Long time, no hear...

So, I realize its been a while and not much heard from me. Inside there has been chaos reigning, while on the outside I fight the battle of my life. Again, so much has changed in as little as a couple of months. If God were ever trying to underline the fact that nothing is permanent except change, He has certainly made his point with me.

Every day is a new day. Some days are better than others, but still one day at a time. Hell, sometimes its a moment by moment battle just to keep choosing to stay in the game.

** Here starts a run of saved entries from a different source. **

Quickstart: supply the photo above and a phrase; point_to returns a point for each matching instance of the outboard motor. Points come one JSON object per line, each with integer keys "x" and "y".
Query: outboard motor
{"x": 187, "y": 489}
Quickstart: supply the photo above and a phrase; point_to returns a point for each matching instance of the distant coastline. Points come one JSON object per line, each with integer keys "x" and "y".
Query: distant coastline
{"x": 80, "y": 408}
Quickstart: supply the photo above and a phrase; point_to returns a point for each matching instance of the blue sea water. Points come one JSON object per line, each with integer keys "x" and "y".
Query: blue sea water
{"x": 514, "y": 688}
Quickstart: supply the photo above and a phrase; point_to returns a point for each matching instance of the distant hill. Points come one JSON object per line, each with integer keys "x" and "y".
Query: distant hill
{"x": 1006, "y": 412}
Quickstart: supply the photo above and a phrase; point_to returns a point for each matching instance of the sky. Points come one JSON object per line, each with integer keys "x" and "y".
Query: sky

In the time since I learned why I divorced (around the 12th of May...after my last Census training in Missoula, and after spending two nights with Todd...ugh), it has been a stampede of emotions. What a huge fucking wake up call, to hear that the person you've loved more than life itself has abandoned you and the family for someone else. Even worse, someone who treated him like dirt the first time around, then walked out on him and humiliated him by marrying another, while still claiming to love him deeply. That isn't what you do when you love someone. Learning the worst someone has to share, walking through fire, and sticking by their side no matter what comes out....now that is love.

Learning about the affair, both while we were still supposedly happily married and living together, and after he moved out, but well before the divorce was forced upon me...well, it has been truly a test of the faith I have built in the months since his departure.

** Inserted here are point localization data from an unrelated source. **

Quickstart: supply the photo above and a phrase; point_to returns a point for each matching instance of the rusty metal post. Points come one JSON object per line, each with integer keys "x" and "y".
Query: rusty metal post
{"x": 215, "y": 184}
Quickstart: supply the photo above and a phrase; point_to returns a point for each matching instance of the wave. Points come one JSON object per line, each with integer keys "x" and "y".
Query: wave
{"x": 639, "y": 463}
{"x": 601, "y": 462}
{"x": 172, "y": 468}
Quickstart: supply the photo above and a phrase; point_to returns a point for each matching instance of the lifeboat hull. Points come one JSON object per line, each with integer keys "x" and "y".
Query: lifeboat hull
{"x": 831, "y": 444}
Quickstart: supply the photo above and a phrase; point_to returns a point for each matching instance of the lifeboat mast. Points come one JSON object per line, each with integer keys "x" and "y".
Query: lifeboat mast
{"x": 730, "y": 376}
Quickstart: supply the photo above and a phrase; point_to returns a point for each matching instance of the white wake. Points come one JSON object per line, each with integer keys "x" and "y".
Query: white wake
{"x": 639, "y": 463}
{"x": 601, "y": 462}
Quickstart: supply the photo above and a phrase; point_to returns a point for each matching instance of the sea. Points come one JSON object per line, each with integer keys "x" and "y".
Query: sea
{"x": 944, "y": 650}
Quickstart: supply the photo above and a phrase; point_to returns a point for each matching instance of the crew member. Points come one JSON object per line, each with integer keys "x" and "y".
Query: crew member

The details of it all haunt me...the emails, phone calls, clandestine meetings, texts and pictures...the loving journal entries not directed at me...except mentions of how I was all wrong for him and she was all right...how I was the one in the way of their true love...which God had originally chosen and I was standing in the way of. Thoughts of them touching one another, sharing, being close and intimate in a way that was reserved exclusively for me through the vows we took. It is hard to put everything in its proper context to understand what is truly real in all this. It all haunts me...and may well for years to come. I have gaping wounds in my heart and soul...and the best I can hope for is minimal scarring.

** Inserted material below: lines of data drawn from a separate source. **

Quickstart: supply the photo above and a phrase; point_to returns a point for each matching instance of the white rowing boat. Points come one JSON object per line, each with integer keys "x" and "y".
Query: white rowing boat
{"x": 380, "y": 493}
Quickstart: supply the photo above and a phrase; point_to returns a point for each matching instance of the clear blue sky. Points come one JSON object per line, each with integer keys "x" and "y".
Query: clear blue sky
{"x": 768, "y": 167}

Knowing now why it all happened the way it did does bring with it good. I can look at myself in the mirror, knowing that it was not some terminal flaw within me that pushed him out of our home; that it was something within him that was missing and out of place. I have learned it is okay to be a woman, but better yet, to fully embrace all that is feminine and make it mine. I love myself more than I did the day he left. I cry openly now, and laugh with abandon...feeling guilt over neither.

Another day, another suicide...

This was written January 13th

So things have been quiet since the blowup the other day. Todd's been to a couple of counseling sessions, started taking his antidepressants, and seems to be evening out some. I'm not sure where he's at with anything right now. All I know is what has happened over the last four days or so, and that's that he flipped out, calmed down a bit, and has been kinda quiet and weirdly okay ever since. The two separate counselors that he saw both told him that he should leave the house (the second also told him to remove his guns from the house and leave them with someone he trusts...obviously not me). I told him that he should do what he thinks is best for himself...and that if leaving is what it took to be okay, then by all means, do it. He said he didn't want to, and that he was pushing that option away...which I didn't understand at all. Maybe it's because I reminded him before he went to counseling about the promises he made when he came back into our lives...that he wouldn't run..that he would work things through...that he wouldn't just walk away again without even trying...but I'm beginning to wonder if I didn't do more harm than good by reminding him of such things. Now I can't tell if he's staying because he wants to and is safe and secure here, or if he's staying because he made the commitment to do so. Fuck.